A Aneel oficializou as diretrizes para o próximo certame de transmissão, que prevê quase R$ 9 bilhões em aportes para expandir a rede elétrica nacional em sete estados brasileiros.
A Agência Nacional de Energia Elétrica (Aneel) validou, em reunião extraordinária realizada nesta segunda-feira (22), a minuta do edital para o segundo leilão de transmissão de 2026. O evento, agendado para o dia 30 de outubro, é visto como um pilar fundamental para o fortalecimento da infraestrutura energética do país, com a meta de viabilizar a construção de mais de 1,8 mil quilômetros de novas linhas de transmissão.
O projeto bilionário movimenta o setor ao concentrar investimentos vultosos em infraestrutura crítica, projetando a criação de mais de 20 mil postos de trabalho.
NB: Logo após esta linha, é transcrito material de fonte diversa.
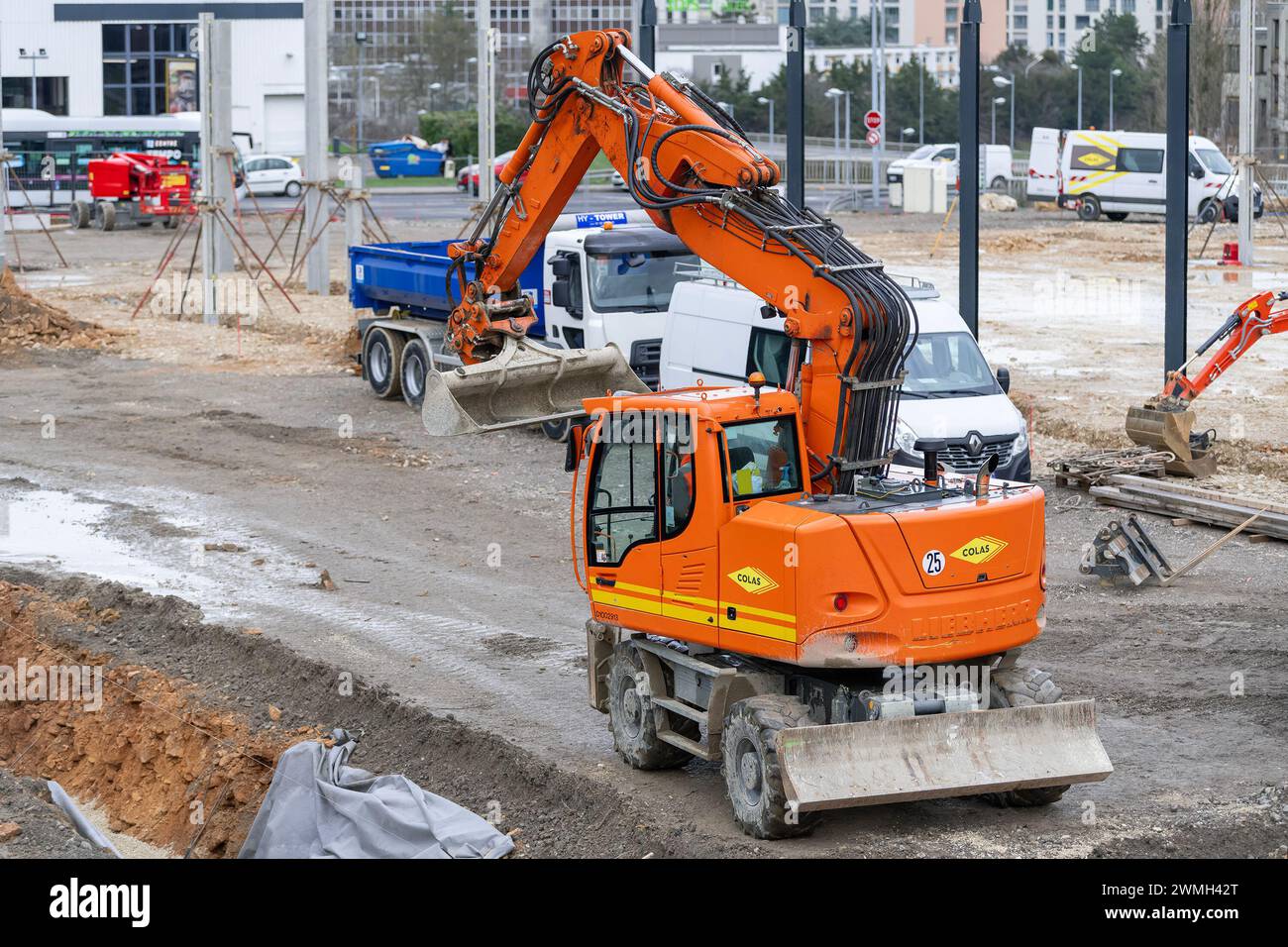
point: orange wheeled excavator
(765, 589)
(1167, 421)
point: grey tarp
(320, 806)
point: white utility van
(1121, 172)
(716, 334)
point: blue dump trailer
(404, 158)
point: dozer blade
(938, 755)
(527, 382)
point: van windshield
(947, 365)
(636, 281)
(1215, 161)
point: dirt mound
(168, 771)
(26, 321)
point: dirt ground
(202, 476)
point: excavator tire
(634, 727)
(1021, 686)
(752, 772)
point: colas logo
(750, 579)
(979, 551)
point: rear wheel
(78, 214)
(1024, 686)
(751, 768)
(106, 215)
(632, 719)
(415, 368)
(381, 361)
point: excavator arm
(1252, 320)
(692, 167)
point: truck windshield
(1215, 161)
(636, 281)
(947, 365)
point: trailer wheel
(381, 361)
(77, 215)
(106, 215)
(752, 774)
(634, 724)
(1022, 686)
(415, 368)
(1089, 208)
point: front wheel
(381, 361)
(415, 369)
(752, 772)
(1024, 686)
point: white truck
(1121, 172)
(717, 334)
(599, 279)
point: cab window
(764, 459)
(678, 470)
(623, 499)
Agora, o texto segue para o crivo técnico do Tribunal de Contas da União (TCU), que avaliará os termos antes do lançamento oficial.
Distribuição dos investimentos e abrangência geográfica
O certame foi desenhado em nove lotes principais, com a possibilidade de expansão para dez contratos devido ao desmembramento do lote 4. O foco está na modernização e ampliação da capacidade de escoamento de energia em estados estratégicos, como Bahia, Goiás, Mato Grosso do Sul, Paraíba, Paraná, Rondônia e São Paulo.
O destaque financeiro recai sobre o lote 4, que demandará R$ 4,1 bilhões para a instalação de linhas de 500 kV essenciais para a integração entre as regiões Centro-Oeste e Sul. Em São Paulo, o plano de reforço na rede central com a nova subestação Santana também aparece como prioridade, com previsão de custo na casa dos R$ 992 milhões.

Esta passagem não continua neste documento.